Recipe without photos . . . Chiffon Pecan Pie Cake

For the Cake:

6 large eggs

3/4 teaspoon cream of tartar

1 cup granulated sugar

3/4 cup packed light brown sugar

1/3 cup vegetable oil

1 tablespoon pure vanilla extract

1/3 cup milk

1 1/2 cups cake flour

3/4 cup pecans, finely ground

1 1/4 teaspoons baking powder

1/2 teaspoon salt

For the Glaze:

1 1/4 sticks (10 tablespoons) unsalted butter

1 cup pecans, finely chopped (I left mine a halves)

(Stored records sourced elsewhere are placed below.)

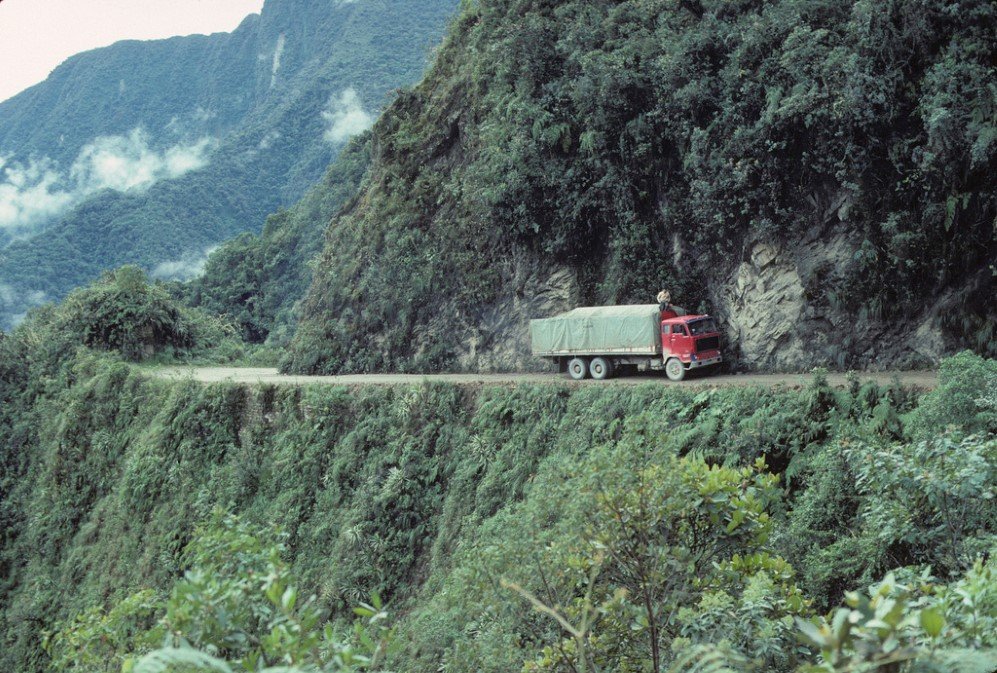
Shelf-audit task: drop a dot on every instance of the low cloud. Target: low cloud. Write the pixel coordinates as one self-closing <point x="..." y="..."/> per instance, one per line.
<point x="187" y="267"/>
<point x="37" y="191"/>
<point x="345" y="117"/>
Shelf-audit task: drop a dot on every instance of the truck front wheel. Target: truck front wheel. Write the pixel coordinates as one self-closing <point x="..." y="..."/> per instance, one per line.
<point x="674" y="369"/>
<point x="577" y="368"/>
<point x="601" y="368"/>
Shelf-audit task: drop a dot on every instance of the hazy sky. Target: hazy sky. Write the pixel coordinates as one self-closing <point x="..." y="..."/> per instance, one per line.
<point x="38" y="35"/>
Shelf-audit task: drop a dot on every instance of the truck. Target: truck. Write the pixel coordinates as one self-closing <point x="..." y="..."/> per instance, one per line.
<point x="599" y="341"/>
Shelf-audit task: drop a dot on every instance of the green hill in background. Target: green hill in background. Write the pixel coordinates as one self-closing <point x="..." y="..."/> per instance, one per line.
<point x="155" y="152"/>
<point x="818" y="174"/>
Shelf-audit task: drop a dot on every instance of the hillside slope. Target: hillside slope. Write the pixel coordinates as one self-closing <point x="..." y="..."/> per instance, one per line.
<point x="155" y="152"/>
<point x="818" y="174"/>
<point x="427" y="495"/>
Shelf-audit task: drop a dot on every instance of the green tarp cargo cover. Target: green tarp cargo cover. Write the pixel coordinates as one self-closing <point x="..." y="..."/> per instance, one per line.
<point x="599" y="329"/>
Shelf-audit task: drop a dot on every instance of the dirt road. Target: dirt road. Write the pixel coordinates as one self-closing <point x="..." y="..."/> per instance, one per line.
<point x="261" y="376"/>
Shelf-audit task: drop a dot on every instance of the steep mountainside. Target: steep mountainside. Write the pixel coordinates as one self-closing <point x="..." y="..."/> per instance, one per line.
<point x="816" y="173"/>
<point x="155" y="152"/>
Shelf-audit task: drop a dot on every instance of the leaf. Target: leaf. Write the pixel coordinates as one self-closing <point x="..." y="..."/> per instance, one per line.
<point x="958" y="660"/>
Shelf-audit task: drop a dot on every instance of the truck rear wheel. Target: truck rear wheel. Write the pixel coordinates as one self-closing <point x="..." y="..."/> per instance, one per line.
<point x="578" y="368"/>
<point x="674" y="369"/>
<point x="601" y="368"/>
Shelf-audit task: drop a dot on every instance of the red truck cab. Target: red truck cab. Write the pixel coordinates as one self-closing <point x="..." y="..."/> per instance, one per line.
<point x="688" y="342"/>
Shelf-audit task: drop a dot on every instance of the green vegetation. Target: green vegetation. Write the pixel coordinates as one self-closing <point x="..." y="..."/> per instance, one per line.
<point x="654" y="527"/>
<point x="255" y="281"/>
<point x="606" y="136"/>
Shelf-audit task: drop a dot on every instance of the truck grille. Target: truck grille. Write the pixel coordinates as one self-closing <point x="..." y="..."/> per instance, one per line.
<point x="707" y="344"/>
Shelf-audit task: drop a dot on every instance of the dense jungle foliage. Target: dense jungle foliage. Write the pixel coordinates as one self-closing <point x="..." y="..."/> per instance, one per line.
<point x="261" y="95"/>
<point x="616" y="138"/>
<point x="149" y="524"/>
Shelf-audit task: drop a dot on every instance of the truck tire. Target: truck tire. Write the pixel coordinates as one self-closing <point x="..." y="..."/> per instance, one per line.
<point x="578" y="368"/>
<point x="601" y="368"/>
<point x="674" y="369"/>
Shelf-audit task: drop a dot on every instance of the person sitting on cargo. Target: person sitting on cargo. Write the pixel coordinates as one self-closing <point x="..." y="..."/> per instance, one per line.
<point x="665" y="305"/>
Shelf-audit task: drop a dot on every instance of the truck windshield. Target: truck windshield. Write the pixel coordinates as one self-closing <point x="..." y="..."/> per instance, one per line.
<point x="704" y="326"/>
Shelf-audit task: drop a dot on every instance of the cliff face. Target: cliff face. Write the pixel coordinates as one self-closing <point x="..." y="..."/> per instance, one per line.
<point x="155" y="152"/>
<point x="814" y="173"/>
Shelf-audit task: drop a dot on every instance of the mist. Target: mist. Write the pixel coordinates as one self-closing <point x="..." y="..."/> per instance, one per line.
<point x="187" y="267"/>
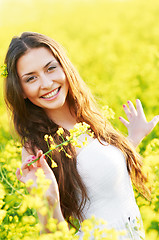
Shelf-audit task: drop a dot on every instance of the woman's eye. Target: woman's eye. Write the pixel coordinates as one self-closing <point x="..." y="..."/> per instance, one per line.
<point x="30" y="78"/>
<point x="51" y="68"/>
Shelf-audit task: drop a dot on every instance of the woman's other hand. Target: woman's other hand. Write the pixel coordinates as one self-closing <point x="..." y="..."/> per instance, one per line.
<point x="138" y="127"/>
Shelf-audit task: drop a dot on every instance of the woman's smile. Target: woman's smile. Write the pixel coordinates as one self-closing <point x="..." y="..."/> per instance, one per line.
<point x="51" y="95"/>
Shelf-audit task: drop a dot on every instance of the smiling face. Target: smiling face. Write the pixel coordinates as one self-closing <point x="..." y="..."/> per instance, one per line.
<point x="42" y="79"/>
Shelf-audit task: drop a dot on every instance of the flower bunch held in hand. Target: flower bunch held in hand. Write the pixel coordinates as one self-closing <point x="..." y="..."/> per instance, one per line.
<point x="75" y="133"/>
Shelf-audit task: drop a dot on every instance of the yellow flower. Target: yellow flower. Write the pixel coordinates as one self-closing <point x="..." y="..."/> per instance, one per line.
<point x="46" y="137"/>
<point x="60" y="131"/>
<point x="54" y="164"/>
<point x="52" y="146"/>
<point x="50" y="138"/>
<point x="68" y="155"/>
<point x="2" y="215"/>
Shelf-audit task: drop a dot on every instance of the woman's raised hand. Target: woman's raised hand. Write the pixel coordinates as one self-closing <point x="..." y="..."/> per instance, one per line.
<point x="28" y="172"/>
<point x="138" y="127"/>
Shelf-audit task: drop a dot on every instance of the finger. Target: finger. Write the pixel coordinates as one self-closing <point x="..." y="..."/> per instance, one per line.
<point x="139" y="108"/>
<point x="132" y="108"/>
<point x="154" y="121"/>
<point x="128" y="114"/>
<point x="126" y="123"/>
<point x="39" y="153"/>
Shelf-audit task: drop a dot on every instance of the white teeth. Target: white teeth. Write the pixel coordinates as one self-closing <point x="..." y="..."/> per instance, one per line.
<point x="52" y="94"/>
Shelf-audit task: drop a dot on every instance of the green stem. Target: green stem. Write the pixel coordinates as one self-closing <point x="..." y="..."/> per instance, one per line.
<point x="3" y="178"/>
<point x="54" y="148"/>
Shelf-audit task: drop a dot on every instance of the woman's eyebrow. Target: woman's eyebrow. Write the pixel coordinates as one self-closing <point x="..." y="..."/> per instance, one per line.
<point x="26" y="74"/>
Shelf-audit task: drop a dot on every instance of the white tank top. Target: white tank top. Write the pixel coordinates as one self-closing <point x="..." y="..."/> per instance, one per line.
<point x="104" y="172"/>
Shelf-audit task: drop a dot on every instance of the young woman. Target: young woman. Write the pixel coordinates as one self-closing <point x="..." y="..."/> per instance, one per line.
<point x="44" y="91"/>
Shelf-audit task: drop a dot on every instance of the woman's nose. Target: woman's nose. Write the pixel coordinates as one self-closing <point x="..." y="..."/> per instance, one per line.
<point x="46" y="82"/>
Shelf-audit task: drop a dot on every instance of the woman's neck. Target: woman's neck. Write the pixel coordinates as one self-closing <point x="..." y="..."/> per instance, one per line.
<point x="62" y="117"/>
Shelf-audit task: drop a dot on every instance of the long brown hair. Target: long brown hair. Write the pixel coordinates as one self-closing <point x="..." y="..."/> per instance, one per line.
<point x="32" y="124"/>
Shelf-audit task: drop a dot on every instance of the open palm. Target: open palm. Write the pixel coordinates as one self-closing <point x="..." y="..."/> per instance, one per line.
<point x="138" y="127"/>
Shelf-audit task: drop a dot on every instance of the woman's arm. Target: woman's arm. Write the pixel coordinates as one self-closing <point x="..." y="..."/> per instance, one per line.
<point x="52" y="194"/>
<point x="138" y="127"/>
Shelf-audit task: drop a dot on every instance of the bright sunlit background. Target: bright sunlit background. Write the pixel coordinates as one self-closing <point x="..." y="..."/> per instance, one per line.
<point x="115" y="47"/>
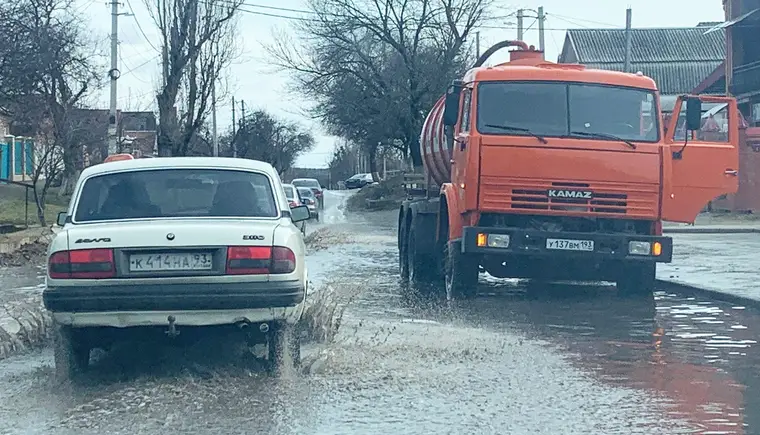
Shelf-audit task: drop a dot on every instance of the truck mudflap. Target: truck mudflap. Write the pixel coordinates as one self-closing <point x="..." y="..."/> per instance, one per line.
<point x="594" y="246"/>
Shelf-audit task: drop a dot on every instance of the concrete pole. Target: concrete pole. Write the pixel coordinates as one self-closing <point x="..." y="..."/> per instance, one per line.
<point x="519" y="25"/>
<point x="627" y="61"/>
<point x="541" y="18"/>
<point x="214" y="135"/>
<point x="114" y="75"/>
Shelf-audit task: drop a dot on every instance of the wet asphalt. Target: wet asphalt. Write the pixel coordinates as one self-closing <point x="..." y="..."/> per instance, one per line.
<point x="562" y="359"/>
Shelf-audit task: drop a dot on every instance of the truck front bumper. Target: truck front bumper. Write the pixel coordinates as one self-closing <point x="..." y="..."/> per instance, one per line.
<point x="544" y="244"/>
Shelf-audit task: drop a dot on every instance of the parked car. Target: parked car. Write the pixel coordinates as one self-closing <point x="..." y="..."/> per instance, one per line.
<point x="310" y="200"/>
<point x="170" y="244"/>
<point x="294" y="200"/>
<point x="358" y="181"/>
<point x="313" y="184"/>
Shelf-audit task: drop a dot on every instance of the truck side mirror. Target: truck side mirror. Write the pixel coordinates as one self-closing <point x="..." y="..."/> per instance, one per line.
<point x="451" y="106"/>
<point x="62" y="218"/>
<point x="693" y="114"/>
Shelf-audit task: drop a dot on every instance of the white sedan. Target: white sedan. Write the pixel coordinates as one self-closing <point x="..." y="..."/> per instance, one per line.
<point x="169" y="243"/>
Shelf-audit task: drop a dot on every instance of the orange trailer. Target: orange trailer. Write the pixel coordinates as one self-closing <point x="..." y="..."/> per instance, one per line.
<point x="555" y="171"/>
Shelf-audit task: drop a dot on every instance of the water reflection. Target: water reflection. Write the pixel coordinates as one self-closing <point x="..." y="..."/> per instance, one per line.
<point x="698" y="355"/>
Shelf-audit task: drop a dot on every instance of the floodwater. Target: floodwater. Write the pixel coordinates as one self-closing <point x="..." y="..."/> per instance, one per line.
<point x="556" y="360"/>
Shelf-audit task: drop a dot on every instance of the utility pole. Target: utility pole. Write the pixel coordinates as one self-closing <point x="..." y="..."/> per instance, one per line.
<point x="114" y="75"/>
<point x="541" y="18"/>
<point x="627" y="62"/>
<point x="214" y="136"/>
<point x="519" y="25"/>
<point x="234" y="130"/>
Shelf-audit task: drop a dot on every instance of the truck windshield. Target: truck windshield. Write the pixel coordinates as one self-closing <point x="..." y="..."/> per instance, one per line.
<point x="580" y="110"/>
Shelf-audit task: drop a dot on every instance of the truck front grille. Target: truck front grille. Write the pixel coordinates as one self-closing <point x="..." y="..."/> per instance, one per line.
<point x="600" y="202"/>
<point x="562" y="198"/>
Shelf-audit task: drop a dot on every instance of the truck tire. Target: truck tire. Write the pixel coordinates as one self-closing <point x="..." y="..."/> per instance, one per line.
<point x="71" y="352"/>
<point x="403" y="241"/>
<point x="637" y="279"/>
<point x="284" y="347"/>
<point x="461" y="272"/>
<point x="421" y="268"/>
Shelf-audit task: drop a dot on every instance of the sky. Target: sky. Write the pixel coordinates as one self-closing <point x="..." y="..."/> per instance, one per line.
<point x="254" y="80"/>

2/3 cup packed light brown sugar

2/3 cup heavy cream

1/3 cup dark corn syrup

1/2 teaspoon salt

  1. Position a rack in the lower third of the oven and preheat to 325˚ F. Separate the eggs; put the whites in one large bowl and the yolks in another. Let stand at room temperature to warm up while you assemble all the other ingredients, about 30 minutes. (Be prepared to make the cake batter without stopping so the eggs don’t deflate.)
  2. Add the cream of tartar to the egg whites and beat with a mixer on medium speed until thickened and starting to turn white, 1 to 2 minutes. Gradually beat in 1/2 cup granulated sugar, then increase the speed to medium high and beat until the egg whites are glossy, thick and hold stiff peaks but are not dry, about 5 more minutes. Set aside while making the rest of the batter (don’t do this ahead of time or the egg whites will deflate). 
  3. Add the remaining 1/2 cup granulated sugar to the egg yolks along with the brown sugar. Beat with the mixer (no need to wash the beaters) until smooth and lightened in color, about 2 minutes. Beat in the vegetable oil and vanilla until smooth and thick, then beat in the milk (the batter will be thin). Add the flour, ground pecans, baking powder and salt and beat on low speed until thoroughly combined.
  4. Add about one-third of the beaten egg whites to the batter and fold in with a rubber spatula until combined. Add the remaining egg whites and continue to fold until no white streaks remain. Pour into an ungreased 10-inch tube pan or angel food cake pan and run the spatula around the center of the batter to create a line where excess air can escape as the cake rises.
  5. Bake the cake until the top is golden and springs back when touched and a long skewer inserted into the center comes out clean, about 1 hour. Remove from the oven and immediately turn the cake upside down over the slim neck of a bottle (if your pan has feet, use those instead). Let cool completely. Use a thin spatula to loosen the cake around the sides and middle of the pan. Turn out onto a platter.
  6. Make the glaze: Melt the butter in a medium saucepan over medium heat. Add the pecans and cook, stirring, until lightly toasted, 2 to 3 minutes. Add the brown sugar, heavy cream, corn syrup and salt and carefully stir to combine. Continue to cook, stirring, until the sauce thickens slightly and starts to pull away from the sides of the pan when stirring, about 5 minutes. Set aside to cool and thicken, stirring occasionally, about 20 minutes.
  7. When the glaze has thickened but is still pourable, spoon it over the cake, letting it drip down the sides. As the glaze cools, use the spoon or spatula to spread some of the pecans that fell down onto the top and sides. Let stand, at least 30 minutes.